Let’s confirm that the distribution we found on the previous slide satisfies these rules!

Addition rule

Let \(A\) and \(B\) be two possible events. Then the addition rule states that the probability that at least one will occur is:

\[ \text{Pr}(A \cup B) = \text{Pr}(A) + \text{Pr}(B) - \text{Pr}(A \cap B) \]

  • Venn diagram

  • Example: in a standard deck of 52 cards, we have four suits (diamond, heart, club, spade) with 13 cards within each suit (1-10, Jack, Queen, King).

    • Suppose we randomly draw one card from the shuffled deck.

    • Let \(A\) be the event that the card is a spade.

    • Let \(B\) be the event that the card is a face card (Jack, Queen or King).

    • Find \(\text{Pr}(A \cup B)\).

Complement

  • The complement of an event \(A\) is the set of all outcomes in \(S\) that are not in \(A\)

    • Denoted as \(A^c\)
  • Continuing the dice example, if \(A\) is the event that a 1 or 2 is rolled, what is \(A^c\)?
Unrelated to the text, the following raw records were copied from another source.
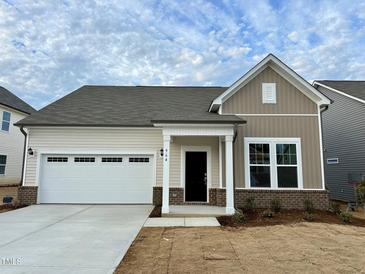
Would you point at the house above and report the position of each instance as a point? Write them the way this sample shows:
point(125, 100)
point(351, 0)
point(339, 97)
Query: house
point(343, 136)
point(12, 142)
point(260, 137)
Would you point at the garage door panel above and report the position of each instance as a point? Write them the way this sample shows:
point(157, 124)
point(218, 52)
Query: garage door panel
point(96, 182)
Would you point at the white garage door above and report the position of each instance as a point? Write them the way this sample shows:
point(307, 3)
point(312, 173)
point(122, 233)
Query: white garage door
point(96, 179)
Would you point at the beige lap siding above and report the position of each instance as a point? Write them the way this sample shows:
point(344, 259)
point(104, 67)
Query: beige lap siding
point(96, 139)
point(305, 128)
point(175, 158)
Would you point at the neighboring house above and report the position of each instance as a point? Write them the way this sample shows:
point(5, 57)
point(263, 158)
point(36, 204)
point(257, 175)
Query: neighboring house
point(12, 141)
point(343, 136)
point(258, 138)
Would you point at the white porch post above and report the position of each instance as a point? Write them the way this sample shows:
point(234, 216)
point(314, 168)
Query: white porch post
point(166, 173)
point(229, 175)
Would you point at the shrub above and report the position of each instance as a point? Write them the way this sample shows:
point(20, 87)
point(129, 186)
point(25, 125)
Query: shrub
point(275, 205)
point(238, 217)
point(308, 216)
point(335, 207)
point(249, 205)
point(308, 206)
point(346, 217)
point(267, 213)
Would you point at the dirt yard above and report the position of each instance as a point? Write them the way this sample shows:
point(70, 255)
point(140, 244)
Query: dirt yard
point(297, 248)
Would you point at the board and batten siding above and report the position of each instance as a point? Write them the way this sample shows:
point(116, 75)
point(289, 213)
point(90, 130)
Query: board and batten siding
point(301, 121)
point(343, 138)
point(95, 139)
point(12, 145)
point(289, 100)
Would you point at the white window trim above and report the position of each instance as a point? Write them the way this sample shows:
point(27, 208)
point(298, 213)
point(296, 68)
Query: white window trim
point(1, 175)
point(273, 89)
point(273, 165)
point(206, 149)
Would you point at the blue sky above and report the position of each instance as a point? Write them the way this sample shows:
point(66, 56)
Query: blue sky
point(49, 48)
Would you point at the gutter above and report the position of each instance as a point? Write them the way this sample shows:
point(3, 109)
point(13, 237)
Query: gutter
point(24, 152)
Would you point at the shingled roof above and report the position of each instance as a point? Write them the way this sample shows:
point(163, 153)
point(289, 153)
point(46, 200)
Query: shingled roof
point(353, 88)
point(8, 99)
point(131, 106)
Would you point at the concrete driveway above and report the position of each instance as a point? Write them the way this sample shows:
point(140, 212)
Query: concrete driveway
point(68, 238)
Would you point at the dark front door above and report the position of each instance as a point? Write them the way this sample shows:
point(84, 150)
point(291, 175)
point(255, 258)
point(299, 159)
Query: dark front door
point(195, 176)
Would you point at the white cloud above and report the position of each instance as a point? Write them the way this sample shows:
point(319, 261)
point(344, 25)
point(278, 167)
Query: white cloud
point(51, 48)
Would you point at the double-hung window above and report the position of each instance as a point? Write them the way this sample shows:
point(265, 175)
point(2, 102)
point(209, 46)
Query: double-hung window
point(2, 164)
point(273, 163)
point(5, 124)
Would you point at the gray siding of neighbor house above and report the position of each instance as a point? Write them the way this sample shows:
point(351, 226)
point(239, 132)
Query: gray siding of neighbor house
point(343, 138)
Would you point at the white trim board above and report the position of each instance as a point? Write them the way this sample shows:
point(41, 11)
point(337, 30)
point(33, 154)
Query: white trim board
point(282, 69)
point(276, 114)
point(206, 149)
point(339, 92)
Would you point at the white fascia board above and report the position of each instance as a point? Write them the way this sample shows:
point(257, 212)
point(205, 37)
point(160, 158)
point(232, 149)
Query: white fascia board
point(339, 92)
point(273, 61)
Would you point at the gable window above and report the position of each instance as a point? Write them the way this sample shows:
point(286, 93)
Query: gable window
point(269, 93)
point(5, 125)
point(273, 163)
point(2, 164)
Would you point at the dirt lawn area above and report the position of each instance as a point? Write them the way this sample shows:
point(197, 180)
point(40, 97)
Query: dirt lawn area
point(298, 248)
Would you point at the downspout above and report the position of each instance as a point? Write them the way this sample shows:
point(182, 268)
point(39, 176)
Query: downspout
point(24, 153)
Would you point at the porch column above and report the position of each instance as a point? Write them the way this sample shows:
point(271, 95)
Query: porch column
point(229, 175)
point(166, 173)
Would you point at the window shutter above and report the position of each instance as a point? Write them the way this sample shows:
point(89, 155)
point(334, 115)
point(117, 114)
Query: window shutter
point(269, 93)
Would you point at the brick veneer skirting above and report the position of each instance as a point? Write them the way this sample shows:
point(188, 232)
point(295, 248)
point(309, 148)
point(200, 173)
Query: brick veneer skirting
point(290, 199)
point(27, 195)
point(9, 190)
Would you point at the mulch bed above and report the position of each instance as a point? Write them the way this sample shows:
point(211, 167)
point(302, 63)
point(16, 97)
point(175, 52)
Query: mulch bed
point(156, 212)
point(293, 216)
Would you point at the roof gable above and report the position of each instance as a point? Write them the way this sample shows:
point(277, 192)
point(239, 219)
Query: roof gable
point(283, 70)
point(8, 99)
point(351, 89)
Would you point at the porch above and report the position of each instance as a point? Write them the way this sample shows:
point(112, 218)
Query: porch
point(195, 187)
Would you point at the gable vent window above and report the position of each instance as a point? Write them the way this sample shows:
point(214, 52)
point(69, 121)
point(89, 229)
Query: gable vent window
point(139, 160)
point(84, 160)
point(269, 93)
point(57, 159)
point(112, 159)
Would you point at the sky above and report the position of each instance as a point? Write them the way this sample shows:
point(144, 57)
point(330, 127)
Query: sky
point(50, 48)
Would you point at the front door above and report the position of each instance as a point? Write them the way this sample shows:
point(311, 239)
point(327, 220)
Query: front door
point(196, 176)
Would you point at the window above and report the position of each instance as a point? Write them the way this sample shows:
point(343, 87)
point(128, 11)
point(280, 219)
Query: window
point(273, 163)
point(332, 161)
point(139, 160)
point(84, 159)
point(57, 159)
point(5, 125)
point(2, 164)
point(260, 165)
point(269, 93)
point(112, 159)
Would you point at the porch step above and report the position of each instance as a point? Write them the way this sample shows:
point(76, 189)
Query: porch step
point(195, 211)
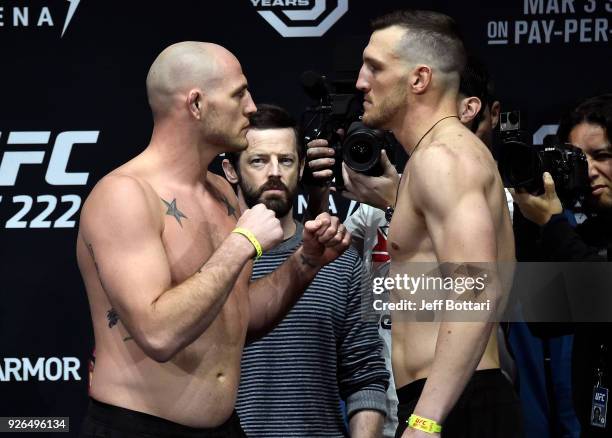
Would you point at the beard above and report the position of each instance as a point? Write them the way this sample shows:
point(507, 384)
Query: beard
point(380, 116)
point(279, 204)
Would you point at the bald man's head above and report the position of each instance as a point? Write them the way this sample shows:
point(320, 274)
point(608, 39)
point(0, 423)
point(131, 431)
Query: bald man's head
point(182, 67)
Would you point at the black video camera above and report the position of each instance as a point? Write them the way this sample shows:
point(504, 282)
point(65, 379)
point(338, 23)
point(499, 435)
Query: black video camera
point(522, 164)
point(339, 108)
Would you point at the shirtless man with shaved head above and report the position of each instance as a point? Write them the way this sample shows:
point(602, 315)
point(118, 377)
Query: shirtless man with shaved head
point(450, 215)
point(165, 254)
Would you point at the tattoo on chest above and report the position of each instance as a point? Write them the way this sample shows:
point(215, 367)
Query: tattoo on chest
point(231, 211)
point(174, 211)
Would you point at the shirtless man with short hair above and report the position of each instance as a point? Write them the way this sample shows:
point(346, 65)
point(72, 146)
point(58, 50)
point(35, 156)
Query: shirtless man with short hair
point(450, 208)
point(167, 279)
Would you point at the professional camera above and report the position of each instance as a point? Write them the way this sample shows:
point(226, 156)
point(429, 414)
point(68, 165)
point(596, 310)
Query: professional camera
point(522, 164)
point(337, 118)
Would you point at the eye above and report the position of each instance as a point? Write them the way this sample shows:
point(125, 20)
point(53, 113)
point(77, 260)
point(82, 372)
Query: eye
point(602, 156)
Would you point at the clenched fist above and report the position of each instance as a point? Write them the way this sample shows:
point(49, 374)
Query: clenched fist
point(262, 222)
point(325, 238)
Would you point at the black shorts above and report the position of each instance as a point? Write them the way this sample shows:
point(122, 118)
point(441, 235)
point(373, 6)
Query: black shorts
point(487, 408)
point(107, 421)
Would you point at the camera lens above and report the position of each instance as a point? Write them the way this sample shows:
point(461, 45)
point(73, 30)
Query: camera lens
point(360, 152)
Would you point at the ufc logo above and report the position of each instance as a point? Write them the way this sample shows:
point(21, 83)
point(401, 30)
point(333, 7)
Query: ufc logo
point(56, 174)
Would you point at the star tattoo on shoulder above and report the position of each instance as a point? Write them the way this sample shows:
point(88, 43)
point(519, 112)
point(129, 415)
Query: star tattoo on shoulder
point(231, 211)
point(174, 211)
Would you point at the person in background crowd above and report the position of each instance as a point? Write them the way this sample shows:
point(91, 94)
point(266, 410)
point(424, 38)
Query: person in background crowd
point(587, 127)
point(325, 349)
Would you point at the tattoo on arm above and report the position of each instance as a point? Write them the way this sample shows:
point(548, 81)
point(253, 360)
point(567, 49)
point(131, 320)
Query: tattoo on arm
point(93, 257)
point(113, 319)
point(174, 211)
point(307, 262)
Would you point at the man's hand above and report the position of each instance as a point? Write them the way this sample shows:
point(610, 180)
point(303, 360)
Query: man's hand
point(377, 191)
point(413, 433)
point(325, 238)
point(320, 159)
point(262, 222)
point(539, 209)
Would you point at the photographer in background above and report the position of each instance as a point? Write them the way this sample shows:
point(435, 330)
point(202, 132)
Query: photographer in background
point(587, 127)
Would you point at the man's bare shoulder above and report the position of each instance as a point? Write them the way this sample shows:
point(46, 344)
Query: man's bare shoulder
point(457, 158)
point(449, 168)
point(119, 203)
point(224, 192)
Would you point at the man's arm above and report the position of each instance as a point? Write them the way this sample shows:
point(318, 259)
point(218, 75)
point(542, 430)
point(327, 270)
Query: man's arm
point(362, 374)
point(449, 190)
point(122, 226)
point(366, 424)
point(272, 296)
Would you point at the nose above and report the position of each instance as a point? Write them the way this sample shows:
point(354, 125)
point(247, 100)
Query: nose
point(593, 170)
point(362, 83)
point(274, 167)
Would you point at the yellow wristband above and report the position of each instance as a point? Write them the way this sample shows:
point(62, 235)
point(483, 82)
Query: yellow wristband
point(246, 233)
point(423, 424)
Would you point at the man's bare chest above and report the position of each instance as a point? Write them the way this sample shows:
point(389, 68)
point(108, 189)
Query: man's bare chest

  • Complement rule: \(\text{Pr}(A^c) = 1 - \text{Pr}(A)\)

  • Let our random process be rolling two fair dice, and \(X\) represents the sum of the two dice. What is the probability that…

    • the sum of the dice is \(not\) 6?

    • the sum is at least 4?

Independence

  • Qualitatively, two processes are independent if knowing the outcome of one does not provide any information about the outcome of the other process

    • Examples and non-examples?
  • Formally: \(A\) and \(B\) are independent events if \(\text{Pr}(A \cap B) = \text{Pr}(A) \times \text{Pr}(B)\)

Practice

A Pew Research survey asked 2,373 randomly sampled registered voters their political affiliation (Republican, Democrat, or Independent) and whether or not they identify as swing voters. 35% of respondents identified as Independent, 23% identified as swing voters, and 11% identified as both.

  1. If I randomly sample one of the voters, what is the probability that they are…
    1. Independent but not a swing voter?
    2. Independent or a swing voter?
    3. Neither Independent nor swing voters?
  2. Is the event that someone is a swing voter independent of the event that someone is a political Independent?